DNA is unquestionably one of the greatest innovations in the history of crime investigation. You're certainly not going to get an argument about that from Anthony Johnson. Last week, the 8th District reversed the denial of his application for DNA testing, and gave him another shot at proving he didn't rob three women back in 2000.
The three women described the robber as wearing a grey and maroon windbreaker and a green polo cap. The cops found those nearby, and SIU processed the cap and found a hair. Off to the lab it went, but the DNA test excluded Johnson as a contributor. Still, the three solid eyewitness ID's were enough to get a conviction.

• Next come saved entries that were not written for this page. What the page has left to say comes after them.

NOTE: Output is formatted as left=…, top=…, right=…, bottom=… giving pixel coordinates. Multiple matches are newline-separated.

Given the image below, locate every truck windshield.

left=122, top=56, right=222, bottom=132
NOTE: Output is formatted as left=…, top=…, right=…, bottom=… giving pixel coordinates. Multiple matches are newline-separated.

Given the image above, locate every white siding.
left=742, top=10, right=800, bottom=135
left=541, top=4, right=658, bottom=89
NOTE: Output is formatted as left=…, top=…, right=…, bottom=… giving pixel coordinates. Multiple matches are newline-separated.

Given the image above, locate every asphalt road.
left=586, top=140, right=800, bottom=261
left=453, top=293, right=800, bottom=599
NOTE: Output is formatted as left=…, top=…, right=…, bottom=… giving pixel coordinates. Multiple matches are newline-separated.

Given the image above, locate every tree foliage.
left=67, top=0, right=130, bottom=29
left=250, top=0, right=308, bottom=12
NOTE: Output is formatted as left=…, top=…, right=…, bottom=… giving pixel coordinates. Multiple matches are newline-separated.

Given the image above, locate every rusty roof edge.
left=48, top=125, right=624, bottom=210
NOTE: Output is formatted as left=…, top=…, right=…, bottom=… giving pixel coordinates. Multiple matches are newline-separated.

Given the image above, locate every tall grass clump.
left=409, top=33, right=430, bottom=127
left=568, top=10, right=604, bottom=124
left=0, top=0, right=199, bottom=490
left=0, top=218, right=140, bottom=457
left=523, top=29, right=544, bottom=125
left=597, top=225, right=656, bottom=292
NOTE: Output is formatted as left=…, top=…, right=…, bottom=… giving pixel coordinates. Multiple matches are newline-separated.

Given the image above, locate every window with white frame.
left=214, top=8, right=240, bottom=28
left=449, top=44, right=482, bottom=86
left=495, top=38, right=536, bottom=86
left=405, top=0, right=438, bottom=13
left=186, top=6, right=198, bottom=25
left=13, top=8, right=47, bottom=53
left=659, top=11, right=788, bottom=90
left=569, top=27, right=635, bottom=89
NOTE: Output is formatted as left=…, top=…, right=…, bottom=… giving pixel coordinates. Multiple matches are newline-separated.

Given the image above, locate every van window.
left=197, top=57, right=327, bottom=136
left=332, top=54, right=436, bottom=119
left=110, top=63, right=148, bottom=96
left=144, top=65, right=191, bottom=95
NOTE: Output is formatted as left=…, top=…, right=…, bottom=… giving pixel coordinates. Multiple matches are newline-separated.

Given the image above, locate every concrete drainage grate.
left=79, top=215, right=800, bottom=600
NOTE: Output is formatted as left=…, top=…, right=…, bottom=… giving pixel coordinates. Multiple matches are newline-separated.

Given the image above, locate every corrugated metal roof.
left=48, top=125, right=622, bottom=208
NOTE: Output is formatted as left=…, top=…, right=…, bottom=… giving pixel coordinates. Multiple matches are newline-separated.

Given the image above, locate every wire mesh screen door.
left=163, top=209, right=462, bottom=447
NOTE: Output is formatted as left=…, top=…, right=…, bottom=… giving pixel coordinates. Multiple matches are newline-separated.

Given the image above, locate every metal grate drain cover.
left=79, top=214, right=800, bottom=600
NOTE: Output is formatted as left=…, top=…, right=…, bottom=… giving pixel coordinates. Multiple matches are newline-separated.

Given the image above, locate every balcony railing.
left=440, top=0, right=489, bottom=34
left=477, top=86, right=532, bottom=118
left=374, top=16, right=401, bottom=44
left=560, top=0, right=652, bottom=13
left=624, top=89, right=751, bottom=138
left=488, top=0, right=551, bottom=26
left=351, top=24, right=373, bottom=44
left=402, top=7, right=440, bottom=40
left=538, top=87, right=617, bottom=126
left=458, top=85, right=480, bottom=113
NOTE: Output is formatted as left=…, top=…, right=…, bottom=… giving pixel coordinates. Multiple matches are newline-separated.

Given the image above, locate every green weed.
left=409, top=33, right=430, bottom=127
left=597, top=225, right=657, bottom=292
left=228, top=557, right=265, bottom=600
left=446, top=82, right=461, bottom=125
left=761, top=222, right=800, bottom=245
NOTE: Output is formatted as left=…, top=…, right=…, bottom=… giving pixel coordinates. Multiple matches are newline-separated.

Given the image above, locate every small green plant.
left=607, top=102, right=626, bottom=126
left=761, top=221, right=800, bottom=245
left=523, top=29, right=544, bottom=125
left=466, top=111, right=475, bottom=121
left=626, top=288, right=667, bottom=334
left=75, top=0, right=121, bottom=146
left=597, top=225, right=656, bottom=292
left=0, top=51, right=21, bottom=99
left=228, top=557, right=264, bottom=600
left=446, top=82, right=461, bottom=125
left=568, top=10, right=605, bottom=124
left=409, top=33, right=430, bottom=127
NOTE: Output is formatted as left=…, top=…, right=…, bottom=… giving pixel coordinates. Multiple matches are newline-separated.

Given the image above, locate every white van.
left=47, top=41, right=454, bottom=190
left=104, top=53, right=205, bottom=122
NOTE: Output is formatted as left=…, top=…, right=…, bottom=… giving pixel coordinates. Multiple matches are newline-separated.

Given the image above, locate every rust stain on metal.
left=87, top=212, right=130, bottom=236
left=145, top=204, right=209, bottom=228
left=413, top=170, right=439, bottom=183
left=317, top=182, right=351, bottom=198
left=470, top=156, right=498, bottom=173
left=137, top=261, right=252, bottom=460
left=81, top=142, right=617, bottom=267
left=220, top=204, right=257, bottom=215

Johnson's defense was the age-old "somebody else did it." That somebody else, Johnson claimed, was Frederick Norman, who'd been convicted of committing a spate of robberies at around the same time. In his motion for new trial in 2002, Johnson even attached an affidavit from Norman saying he was the one who committed the robbery. That got rejected, as did two applications for DNA testing. The Innocence Project got involved in 2013, and filed a third application. That got denied, too, but in State v. Johnson, the 8th reverses.
A DNA test is the gold standard of proof. Everybody (except juries) knows that eyewitnesses are a crap shoot, fingerprints aren't as solid people used to think, and a lot of ballistics is one step up from voodoo. But if the DNA test says that the chances of somebody else being the perp makes the lottery look like a sure bet, we're done here. O.J. Simpson is probably the last guy to beat a DNA test.
Of course, that works the other way around, too: if it's not your DNA, that raises some questions about your guilt. For that reason, the Ohio legislature passed RC 2953.47, which allows prison inmates to file post-conviction applications for DNA testing.
But there are requirements. One section of the statute allows an inmate to get some item tested for DNA if no prior test was taken, and that at the time of trial, and DNA testing was not generally accepted or available. The other allows retesting if a test was taken, but it wasn't a "prior definitive test." Under both, though, the defendant has to show that a test would be outcome determinative; that is, "there is a strong possibility that no reasonable factfinder would have found the defendant guilty of that offense."
The second section seems to be the easier fit to Johnson's situation, but the court takes the hard road, and still winds up in the same place. Johnson did not ask for the hair to be tested for Norman's DNA, and didn't ask for the other clothing to be tested, so he meets the "no prior test" requirement. And while DNA testing was certainly accepted back in 2000, there have been substantial advances in DNA testing since then. Y-STR DNA analysis, mini-STR, and touch NDA weren't available back then. (And no, I don't know what any of that means. If you came here expecting Bill Nye the Science Guy, I can only imagine your disappointment.
The big argument was over the outcome-determinative requirement, with the State arguing that since the jury had known the hair wasn't Johnson's, it wouldn't matter if the actual owner of hair was identified. There's a big difference, though, between saying that it's not the defendant's DNA, and saying it's somebody else's, especially here:
$$If Norman's DNA is located on the hat and jacket but Johnson's DNA is not found on the hat and jacket, the DNA evidence along with Norman's confession, would point to Norman as the perpetrator of the crime.
The panel's work on the "outcome determinative" requirement is excellent, but other than that Johnson doesn't plow up any new ground. Last year, in State v. Noling (discussed here), the Supreme Court reversed the denial of DNA testing to an inmate on death row, observing that the legislature had amended the definition of a definitive test to include where "because of advances in DNA technology there is a possibility of discovering new biological material from the perpetrator that the prior DNA test may have failed to discover."
The other interesting aspect of this case is that Johnson was convicted of two other robberies in the same trial as this one. His application for DNA testing in the other two cases is still pending. Not sure the Fred Norman thing is going to hold up too well in one of the robberies; the evidence indicates that one was committed by two men.